Coding Style

Opening up an unfamiliar data set or script and attempting to understand what was done during an analysis can be a daunting task (almost as daunting as writing the script in the first place). As you work on your code, keep its “legibility” in mind - not only will this help other people understand your code, but it will help you understand the code if you return to a project and find you’ve forgotten what’s been done (and trust me, you will forget).

Style

As you code more, you will develop your own “coding style” (a series of decisions you make about alignment and spacing of code, naming of variables and functions, commenting strategies, script structuring, etc. with the goal of promoting code clarity and interpretability). Developing your own style is a good thing, as it makes coding feel more natural. I will generally not, therefore, dictate minor stylistic decisions; so long as your code is understandable, feel free to write however you’d like. That being said, there are two levels of consistency you need to consider:

  • Internal consistency - Your code needs to be consistent within each project (and especially within each script). Changing up how variables are named, indentation strategies, etc. can make it more difficult to follow the overall flow of an analysis.
  • General coding style - At some point, you may find yourself working on several projects at the same time. Having a consistent coding style will make it easier to switch between projects. Keeping track of the small style details for each project quickly becomes frustrating, and can keep you from reaching your “flow state” (that state of mind where you are fully immersed in the problem you’re trying to solve). Sometimes it’s helpful to keep a “style guide” document where you can keep track of your naming conventions and other stylistic decisions until they become second nature.
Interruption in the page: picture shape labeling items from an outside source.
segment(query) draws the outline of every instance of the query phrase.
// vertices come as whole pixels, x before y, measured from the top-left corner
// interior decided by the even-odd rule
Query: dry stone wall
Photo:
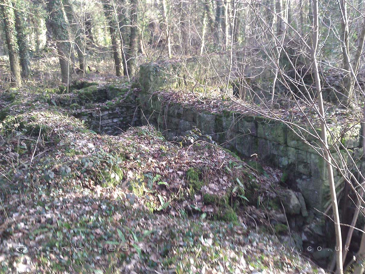
[[[77,86],[79,89],[57,95],[52,100],[70,109],[73,115],[102,134],[117,135],[131,126],[141,125],[138,89],[92,84],[82,82]]]
[[[189,65],[193,71],[194,64]],[[199,68],[200,65],[196,65]],[[170,140],[196,128],[203,134],[211,136],[218,144],[241,156],[257,155],[285,171],[289,177],[287,183],[302,193],[310,208],[323,208],[324,201],[328,195],[326,163],[319,153],[321,146],[318,139],[302,130],[304,126],[289,128],[283,122],[262,116],[230,111],[212,113],[189,107],[188,104],[182,105],[164,101],[158,92],[153,92],[185,84],[179,82],[181,77],[173,76],[174,68],[178,66],[176,64],[165,64],[163,68],[160,64],[141,66],[142,123],[156,125]],[[360,128],[360,124],[354,125],[352,131],[343,136],[339,127],[338,136],[329,136],[329,144],[341,141],[348,148],[357,148]],[[316,132],[311,134],[320,134],[320,129]],[[344,179],[337,170],[334,172],[336,182],[343,182]]]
For some in depth examples of what goes into a “coding style” see here and here.

Commenting

There is a fine line between over- and under-commenting on code. How you choose to comment on your code is part of your personal coding style, but there are some best practices you should keep in mind (see here for some useful non-R-specific tips).

  • Comments should most often detail why something was done, and only rarely how it was done. Keep in mind that good comments do not excuse unclear code.
  • Similarly, comments shouldn’t duplicate the code. Not every line needs a comment associated with it detailing what it’s doing.
  • If you’re pulling code from elsewhere, cite it! This might be from a paper’s supplemental materials, a StackOverflow post, or a tutorial. In all cases, give clear attribution.

Rules are meant to be broken. These best practices are aimed at making code interpretable. Part of this is avoiding visual clutter. However, if you find it helps to comment more frequently as you start out, do that.

README Files

README files are crucial. These act as a roadmap for the project, which is especially important for the project folder setup we will generally use - keeping track of which scripts do what, and how they’re connected is going to be a big help for anyone trying to understand your analyses. These files require substantial effort, and should not be treated as an afterthought.

There are many different examples of how a README could be compiled and structured. An example of the format I recommend using is here. This reflects information, suggestions, and advice from the American Naturalist (here and here), Dryad (a popular data repository), and Cornell.